WASHINGTON – Today, Senators Mike Lee (R-UT) and Orrin Hatch (R-UT) announced that they plan to introduce legislation in the Senate to reform and modernize the application of our antitrust laws, by harmonizing the rules governing how the Federal Trade Commission (FTC) and the Department of Justice (DOJ) review proposed mergers and acquisitions. Based on recommendations made by the Antitrust Modernization Commission in a 2007 report, the bill would require the FTC and DOJ to satisfy the same standard to obtain a preliminary injunction to block a merger and would eliminate existing disparities between the procedures the two agencies use in merger litigation. Lee and Hatch said they look forward to continuing discussions with the FTC and the House of Representatives, which introduced reform legislation last Congress. That bill, the Standard Merger and Acquisition Reviews Through Equal Rules (SMARTER) Act (H.R. 5402), was introduced by Rep. Blake Farenthold (R-TX) and reported out of the House Judiciary Committee on a voice vote last year.

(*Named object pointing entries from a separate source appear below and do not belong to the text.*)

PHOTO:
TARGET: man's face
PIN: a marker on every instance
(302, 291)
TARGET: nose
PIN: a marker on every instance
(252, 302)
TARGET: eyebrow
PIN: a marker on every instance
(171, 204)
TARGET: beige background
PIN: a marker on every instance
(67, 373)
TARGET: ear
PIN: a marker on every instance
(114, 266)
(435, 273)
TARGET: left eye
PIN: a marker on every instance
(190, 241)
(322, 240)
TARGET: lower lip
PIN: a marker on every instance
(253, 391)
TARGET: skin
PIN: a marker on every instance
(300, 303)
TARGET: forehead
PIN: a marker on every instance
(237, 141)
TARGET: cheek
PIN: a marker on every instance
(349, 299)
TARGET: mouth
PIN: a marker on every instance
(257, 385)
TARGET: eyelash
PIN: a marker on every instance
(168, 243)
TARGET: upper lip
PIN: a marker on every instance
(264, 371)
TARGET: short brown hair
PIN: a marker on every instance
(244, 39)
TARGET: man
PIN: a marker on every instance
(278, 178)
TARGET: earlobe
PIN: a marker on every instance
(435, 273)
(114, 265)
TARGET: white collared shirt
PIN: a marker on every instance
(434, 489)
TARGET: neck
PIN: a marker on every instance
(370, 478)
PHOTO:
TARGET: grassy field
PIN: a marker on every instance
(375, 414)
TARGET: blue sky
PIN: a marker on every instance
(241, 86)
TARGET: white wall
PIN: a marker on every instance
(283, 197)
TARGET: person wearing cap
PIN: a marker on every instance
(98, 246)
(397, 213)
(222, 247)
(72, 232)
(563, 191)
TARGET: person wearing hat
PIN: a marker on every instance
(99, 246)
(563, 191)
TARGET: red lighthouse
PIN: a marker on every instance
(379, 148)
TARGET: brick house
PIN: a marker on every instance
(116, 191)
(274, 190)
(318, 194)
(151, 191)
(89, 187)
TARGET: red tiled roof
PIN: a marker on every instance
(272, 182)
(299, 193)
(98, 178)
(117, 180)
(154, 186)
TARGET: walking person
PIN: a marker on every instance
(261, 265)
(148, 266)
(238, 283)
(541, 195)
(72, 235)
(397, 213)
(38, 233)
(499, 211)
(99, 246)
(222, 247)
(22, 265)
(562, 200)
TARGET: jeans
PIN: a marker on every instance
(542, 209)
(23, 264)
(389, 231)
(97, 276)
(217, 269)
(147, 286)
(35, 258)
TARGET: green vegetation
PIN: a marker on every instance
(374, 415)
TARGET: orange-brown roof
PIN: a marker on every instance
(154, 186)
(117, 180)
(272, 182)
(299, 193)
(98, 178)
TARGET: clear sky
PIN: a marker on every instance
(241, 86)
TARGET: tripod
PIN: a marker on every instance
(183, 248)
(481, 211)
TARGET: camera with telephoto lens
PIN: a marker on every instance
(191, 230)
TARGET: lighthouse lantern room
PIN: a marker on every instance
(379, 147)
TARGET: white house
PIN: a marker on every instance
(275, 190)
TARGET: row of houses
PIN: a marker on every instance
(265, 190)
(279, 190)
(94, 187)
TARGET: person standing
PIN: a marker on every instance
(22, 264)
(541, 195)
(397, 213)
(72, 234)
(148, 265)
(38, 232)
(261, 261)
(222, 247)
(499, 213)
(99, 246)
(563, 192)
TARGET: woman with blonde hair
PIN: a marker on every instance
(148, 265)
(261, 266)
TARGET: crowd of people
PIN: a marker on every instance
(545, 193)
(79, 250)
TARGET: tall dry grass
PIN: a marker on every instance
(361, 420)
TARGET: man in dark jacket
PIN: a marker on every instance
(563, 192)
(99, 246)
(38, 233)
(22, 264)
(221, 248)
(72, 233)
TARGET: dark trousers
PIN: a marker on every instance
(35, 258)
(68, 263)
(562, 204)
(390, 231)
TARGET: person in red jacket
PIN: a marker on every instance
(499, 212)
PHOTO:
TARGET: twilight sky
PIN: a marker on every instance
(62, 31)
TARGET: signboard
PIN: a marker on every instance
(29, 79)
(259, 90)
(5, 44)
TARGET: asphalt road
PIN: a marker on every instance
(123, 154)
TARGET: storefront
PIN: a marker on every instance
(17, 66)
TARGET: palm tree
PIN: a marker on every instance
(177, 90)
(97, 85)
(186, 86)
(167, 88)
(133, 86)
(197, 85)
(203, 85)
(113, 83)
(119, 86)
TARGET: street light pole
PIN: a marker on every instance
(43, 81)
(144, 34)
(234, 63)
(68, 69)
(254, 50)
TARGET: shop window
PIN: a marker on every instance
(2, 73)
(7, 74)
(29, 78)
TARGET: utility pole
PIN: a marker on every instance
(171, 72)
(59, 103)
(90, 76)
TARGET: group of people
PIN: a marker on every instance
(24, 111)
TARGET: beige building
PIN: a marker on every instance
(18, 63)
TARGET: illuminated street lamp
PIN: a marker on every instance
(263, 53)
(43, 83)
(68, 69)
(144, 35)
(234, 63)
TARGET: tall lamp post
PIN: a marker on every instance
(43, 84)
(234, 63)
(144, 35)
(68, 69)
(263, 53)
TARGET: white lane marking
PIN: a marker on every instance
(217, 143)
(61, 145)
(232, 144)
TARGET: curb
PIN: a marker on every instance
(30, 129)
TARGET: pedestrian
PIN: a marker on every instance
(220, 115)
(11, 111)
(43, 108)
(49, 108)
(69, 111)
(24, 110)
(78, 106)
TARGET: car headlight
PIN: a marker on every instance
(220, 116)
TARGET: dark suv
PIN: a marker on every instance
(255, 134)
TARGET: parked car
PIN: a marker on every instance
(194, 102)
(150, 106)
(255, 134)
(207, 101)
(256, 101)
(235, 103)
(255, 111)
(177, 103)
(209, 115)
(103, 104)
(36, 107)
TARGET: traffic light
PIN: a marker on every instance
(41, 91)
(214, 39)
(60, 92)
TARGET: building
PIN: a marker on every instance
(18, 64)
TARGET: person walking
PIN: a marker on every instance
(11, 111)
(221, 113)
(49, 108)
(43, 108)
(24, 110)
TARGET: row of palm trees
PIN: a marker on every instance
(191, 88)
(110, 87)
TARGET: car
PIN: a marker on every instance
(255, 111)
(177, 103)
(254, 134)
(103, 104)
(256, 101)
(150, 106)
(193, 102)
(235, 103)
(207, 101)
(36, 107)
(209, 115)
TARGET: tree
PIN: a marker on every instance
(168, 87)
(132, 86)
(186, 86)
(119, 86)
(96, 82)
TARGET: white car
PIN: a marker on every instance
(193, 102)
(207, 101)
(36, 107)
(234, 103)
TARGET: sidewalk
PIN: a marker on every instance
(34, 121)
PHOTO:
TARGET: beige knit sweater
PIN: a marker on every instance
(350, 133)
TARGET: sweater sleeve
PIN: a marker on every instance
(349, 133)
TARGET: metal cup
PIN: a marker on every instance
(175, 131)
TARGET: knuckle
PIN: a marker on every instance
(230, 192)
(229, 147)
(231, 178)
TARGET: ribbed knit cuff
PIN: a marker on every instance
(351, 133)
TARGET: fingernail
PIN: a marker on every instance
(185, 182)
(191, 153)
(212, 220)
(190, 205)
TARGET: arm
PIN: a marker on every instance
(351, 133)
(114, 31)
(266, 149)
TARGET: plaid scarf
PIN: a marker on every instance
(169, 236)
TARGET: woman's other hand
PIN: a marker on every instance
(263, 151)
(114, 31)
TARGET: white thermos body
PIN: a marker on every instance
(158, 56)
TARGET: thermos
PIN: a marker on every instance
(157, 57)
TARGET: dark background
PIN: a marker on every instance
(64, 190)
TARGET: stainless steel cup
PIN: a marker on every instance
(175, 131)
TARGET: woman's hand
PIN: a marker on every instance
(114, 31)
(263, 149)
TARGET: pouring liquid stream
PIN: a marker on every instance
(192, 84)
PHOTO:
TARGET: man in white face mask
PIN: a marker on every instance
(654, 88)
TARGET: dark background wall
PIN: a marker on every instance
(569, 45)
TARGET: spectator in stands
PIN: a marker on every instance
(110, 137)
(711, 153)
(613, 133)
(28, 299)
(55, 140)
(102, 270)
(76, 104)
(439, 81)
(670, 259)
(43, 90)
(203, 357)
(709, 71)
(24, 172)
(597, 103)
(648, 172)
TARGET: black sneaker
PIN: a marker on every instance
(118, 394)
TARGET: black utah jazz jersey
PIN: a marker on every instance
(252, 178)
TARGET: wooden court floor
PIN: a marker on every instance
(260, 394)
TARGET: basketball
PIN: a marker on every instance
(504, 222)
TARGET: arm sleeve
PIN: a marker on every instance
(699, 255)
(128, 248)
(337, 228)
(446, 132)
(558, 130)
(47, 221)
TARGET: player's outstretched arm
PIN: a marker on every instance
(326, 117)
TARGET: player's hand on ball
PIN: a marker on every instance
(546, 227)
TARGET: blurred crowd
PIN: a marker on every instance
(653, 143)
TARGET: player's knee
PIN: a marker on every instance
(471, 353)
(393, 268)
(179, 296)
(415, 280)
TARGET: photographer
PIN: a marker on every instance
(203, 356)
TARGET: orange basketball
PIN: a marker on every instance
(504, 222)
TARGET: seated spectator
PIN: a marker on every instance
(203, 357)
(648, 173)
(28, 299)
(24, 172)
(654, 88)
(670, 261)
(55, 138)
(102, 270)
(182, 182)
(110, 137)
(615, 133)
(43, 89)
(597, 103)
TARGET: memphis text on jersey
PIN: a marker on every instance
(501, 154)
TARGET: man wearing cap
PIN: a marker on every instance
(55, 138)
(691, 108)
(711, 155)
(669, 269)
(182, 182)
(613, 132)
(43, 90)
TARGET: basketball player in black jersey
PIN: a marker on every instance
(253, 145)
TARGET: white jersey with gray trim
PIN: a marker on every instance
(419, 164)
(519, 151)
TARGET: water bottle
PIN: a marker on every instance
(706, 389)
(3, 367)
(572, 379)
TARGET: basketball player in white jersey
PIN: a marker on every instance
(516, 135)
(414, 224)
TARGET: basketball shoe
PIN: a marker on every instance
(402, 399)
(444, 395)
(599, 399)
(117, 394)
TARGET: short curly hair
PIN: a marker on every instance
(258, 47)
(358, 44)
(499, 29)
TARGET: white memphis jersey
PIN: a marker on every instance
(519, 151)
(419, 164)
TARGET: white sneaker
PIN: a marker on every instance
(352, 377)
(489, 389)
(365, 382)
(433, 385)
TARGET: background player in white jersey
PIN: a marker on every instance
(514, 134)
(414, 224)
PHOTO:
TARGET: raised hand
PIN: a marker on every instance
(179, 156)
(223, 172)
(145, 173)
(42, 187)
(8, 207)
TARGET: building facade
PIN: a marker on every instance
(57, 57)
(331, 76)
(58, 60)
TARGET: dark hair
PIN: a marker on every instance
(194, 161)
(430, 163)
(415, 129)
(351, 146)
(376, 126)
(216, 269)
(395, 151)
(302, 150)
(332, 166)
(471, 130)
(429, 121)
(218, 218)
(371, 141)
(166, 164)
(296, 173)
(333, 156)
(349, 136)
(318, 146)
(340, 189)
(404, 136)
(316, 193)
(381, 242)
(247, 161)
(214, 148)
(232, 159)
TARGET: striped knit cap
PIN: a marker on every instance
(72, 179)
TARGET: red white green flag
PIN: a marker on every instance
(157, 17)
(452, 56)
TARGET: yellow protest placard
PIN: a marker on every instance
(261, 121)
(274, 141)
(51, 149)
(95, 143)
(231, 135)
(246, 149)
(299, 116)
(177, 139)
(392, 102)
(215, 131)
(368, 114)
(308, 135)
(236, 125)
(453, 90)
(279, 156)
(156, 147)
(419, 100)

“The Department of Justice and the Federal Trade Commission share concurrent jurisdiction to review proposed mergers for compliance with our nation’s antitrust laws, and yet the two agencies can use different procedures in applying the same laws,” said Sen. Lee. “Senator Hatch and I favor sensible, responsible reform measures that equalize the standards and procedures governing how the FTC and DOJ litigate merger cases. There’s no reason that companies need to confront two different sets of rules when preparing to undergo a merger review process with the federal government.”
Senator Hatch said: “This is an important issue for the business community and for all Americans. There is no good reason for the Federal Trade Commission and the Department of Justice to apply different standards in enforcing our nation’s antitrust laws. Businesses seeking to merge deserve consistent treatment without regard to which agency decides to review the merger. I look forward to working with Senator Lee and with my other colleagues on much-needed reforms to improve the merger review process.”